Background
The aim of this study was to explore the application of intravascular ultrasound (IVUS) to evaluate pulmonary vascular properties and mortality in patients with pulmonary arterial hypertension (PAH).
Methods
Patients ( n = 51) with systolic pulmonary artery pressures ≥ 40 mm Hg on echocardiography were prospectively enrolled. All patients underwent right-heart catheterization and IVUS and were divided into three groups: PAH associated with connective tissue diseases (group 1, n = 25), PAH due to other causes (group 2, n = 15), and patients with connective tissue diseases without pulmonary hypertension (group 3, n = 11). PAH groups (groups 1 and 2) were divided into distal ( n = 22) and proximal ( n = 18) remodeling subtypes on the basis of IVUS results. All patients were followed (19 ± 10 months) to compare the differences among clinical variables, pulmonary vascular properties, and survival rates.
Results
A total of 408 segments of pulmonary arteries were studied. The PAH groups demonstrated a greater mean wall thickness than group 3 ( P < .01 for all). Pulmonary vascular mechanical properties, including compliance, distensibility, elastic modulus, and stiffness index β, were found to be worse in the PAH groups than in group 3 ( P < .01 for all), but they tended to be better in group 1 than in group 2. An inverse exponential association was found between pulmonary vascular mechanical properties and hemodynamics, with R 2 values ranging from 0.54 to 0.78 ( P < .001). In the PAH groups, the mortality in group 1 was similar to that in group 2 (12% vs 13%, P > .05), while the distal remodeling subtype had higher mortality than the proximal remodeling subtype (23% vs 0%, P < .05).
Conclusions
IVUS is useful in PAH assessment by evaluating pulmonary vascular properties and predicting mortality. The classification of the proximal and distal remodeling type of PAH may be proposed to predict mortality and evaluate the prognosis of patients with PAH in clinical practice.
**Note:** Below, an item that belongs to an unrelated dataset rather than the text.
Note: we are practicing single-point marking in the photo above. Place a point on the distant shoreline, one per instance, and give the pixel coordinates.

Pulmonary arterial hypertension (PAH) is a common and well-known complication of connective tissue diseases (CTDs) such as systemic sclerosis (SSc), systemic lupus erythematosus (SLE), mixed CTD, and to a lesser extent rheumatoid arthritis, dermatomyositis, and Sjögren’s syndrome. PAH affects approximately 3% to 13% of patients with CTDs and is the major cause of death in this patient population. Furthermore, data from registries have indicated that PAH associated with CTDs (PAH-CTDs) was the second most prevalent type of PAH after idiopathic PAH (IPAH). There are also many other different types of PAH, such as heritable PAH, PAH associated with congenital heart diseases (CHDs), PAH associated with portal hypertension or portopulmonary hypertension, and so on. As reported in the Registry to Evaluate Early and Long-Term Pulmonary Arterial Hypertension Disease Management, survival in patients with PAH-CTDs was significantly lower than that in those with IPAH (78% vs 91%, P < .001). But few investigations have explored if there is any difference in pulmonary vascular properties (PVPs), including pulmonary vascular morphological and mechanical properties, that contribute to the difference in prognosis between patients with PAH-CTDs and other PAH subgroups.
The pathologic changes in patients with PAH are characterized by intimal proliferative, medial hypertrophic, and fibrotic changes; adventitial thickening with moderate perivascular inflammatory infiltrates; and plexiform and thrombotic lesions. These changes may induce the increase of pulmonary vascular resistance (PVR) and pulmonary arterial pressure accompanied by the abnormalities in PVPs and eventually lead to right-heart failure and death. Although right-heart catheterization (RHC) is considered the gold standard for evaluating and diagnosing pulmonary hypertension (PH), it fails to detect PVPs and to differentiate very small changes in PVPs between different types of PAH.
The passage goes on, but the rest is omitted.